Стрельба с нашей стороны продолжалась долго, пока около десяти часов утра над замком не был поднят белый флаг. Портал открыли, и мы победоносно ворвались в дворцовый двор. Со всех сторон нас обступили матросы; они сдавали нам оружие, которое мы складывали по углам. Но что же будет дальше? Мы не завтракали и ощущали сильный голод. Матросы рассказали нам, что в нескольких залах дворца они нашли большие запасы печенья и шоколада, которые, видимо, были сделаны императрицей. Мы, только что стрелявшие друг в друга, отправились за кайзеровскими сластями и вскоре завязали мирный интересный разговор. Эти сцены братания внезапно прервал приказ: «Занять огневые позиции у окон!». Приказ, разумеется, относился только к нам – победителям. Безоружные матросы заклинали нас не стрелять в земляков. Мы бросились к окнам. То, что я увидел, было потрясающе. Как черный поток, неслась по Люстгартену необозримая толпа. Она надвигалась на нас. Казалось, на ноги были поставлены миллионы жителей Берлина. Толпа смела цепь наших постовых на мостах, ведущих к острову. Уже издалека до нас доносились проклятья явно в наш адрес: «Кровавые собаки!», «Слуги палачей!», «Бей их!» «В клочья их!». Нас охватил страх. Начались споры. Неужели мы будем стрелять? У каждого из нас были родные, друзья или знакомые в Берлине. Мы не могли заставить себя стрелять. Безучастно мы ожидали своей судьбы. Толпа беспрепятственно ворвалась во дворец. Теперь пленными оказались мы, разоружать начали нас.

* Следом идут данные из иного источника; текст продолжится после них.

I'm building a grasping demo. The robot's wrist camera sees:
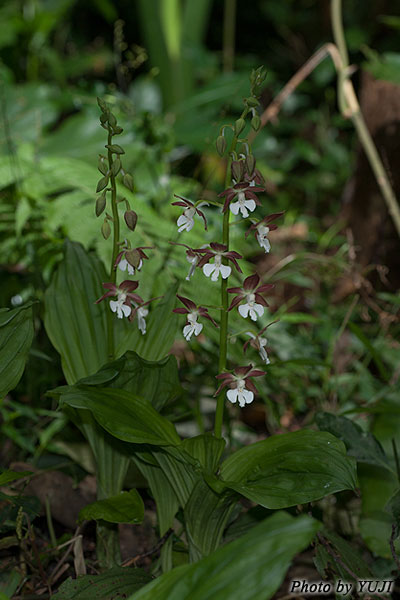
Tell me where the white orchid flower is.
[183,312,203,342]
[238,293,264,321]
[136,308,149,335]
[256,225,271,253]
[229,192,256,219]
[226,379,254,408]
[176,208,196,233]
[186,254,199,281]
[203,254,232,281]
[110,292,132,319]
[118,258,143,275]
[246,331,271,365]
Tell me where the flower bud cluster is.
[95,98,156,334]
[172,113,283,407]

С десятком своих солдат я беспомощно стоял во дворцовом дворе, окруженный возбужденно жестикулирующей толпой. Пошел снег. С каждой минутой положение становилось все более критическим. На подоконник перед нами вскарабкался маленький не очень молодой человек. Это был странный тип с взлохмаченными волосами, в гражданской одежде, но в гусарских штанах и матросской бескозырке. Он призывал к расправе над нами, с каждым словом приходя все в большее возбуждение. Заметив мои серебряные погоны, он начал обращаться непосредственно ко мне.

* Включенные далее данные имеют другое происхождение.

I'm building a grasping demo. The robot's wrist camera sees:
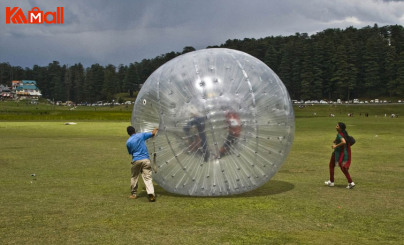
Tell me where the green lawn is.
[0,103,404,244]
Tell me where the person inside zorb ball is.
[131,48,295,196]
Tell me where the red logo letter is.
[28,7,44,24]
[6,7,27,24]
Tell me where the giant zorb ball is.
[132,48,295,196]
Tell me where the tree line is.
[0,25,404,103]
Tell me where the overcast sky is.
[0,0,404,68]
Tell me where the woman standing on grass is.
[325,122,355,189]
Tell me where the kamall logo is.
[6,7,64,24]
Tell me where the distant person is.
[183,112,210,162]
[126,126,158,202]
[325,122,355,189]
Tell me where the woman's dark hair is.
[338,122,349,144]
[126,126,136,135]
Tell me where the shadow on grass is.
[154,180,295,198]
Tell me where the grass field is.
[0,103,404,244]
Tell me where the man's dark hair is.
[126,126,136,135]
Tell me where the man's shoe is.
[148,194,156,202]
[346,182,355,189]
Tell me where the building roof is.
[17,84,38,90]
[21,80,36,85]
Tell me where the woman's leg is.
[340,163,352,183]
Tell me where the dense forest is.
[0,25,404,103]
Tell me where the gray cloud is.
[0,0,404,67]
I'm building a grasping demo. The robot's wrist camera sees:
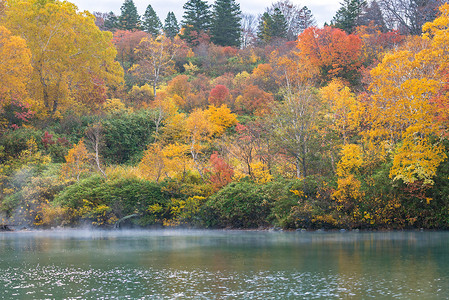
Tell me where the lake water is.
[0,230,449,299]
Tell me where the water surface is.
[0,230,449,299]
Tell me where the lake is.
[0,230,449,299]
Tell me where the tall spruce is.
[298,6,316,33]
[142,4,162,36]
[181,0,212,43]
[103,11,118,31]
[211,0,242,47]
[257,8,287,43]
[358,0,388,32]
[332,0,367,33]
[118,0,141,30]
[164,11,179,38]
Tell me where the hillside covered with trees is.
[0,0,449,229]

– Такие сопляки, как ты, – кричал он, – пригодны лишь для того, чтобы вешать их со всеми их цацками на рождественскую елку! Чего ты уставился? Мы тебе еще сегодня покажем, где раки зимуют!
Пока меня еще никто не трогал; поэтому я вздрогнул, когда на мое плечо неожиданно легла чья-то рука. Обернувшись, я увидел одного из матросов, с которыми я незадолго до этого обменивался шутками в зале, где мы поглощали кайзеровский шоколад. Ему было около девятнадцати лет – столько же, сколько и мне.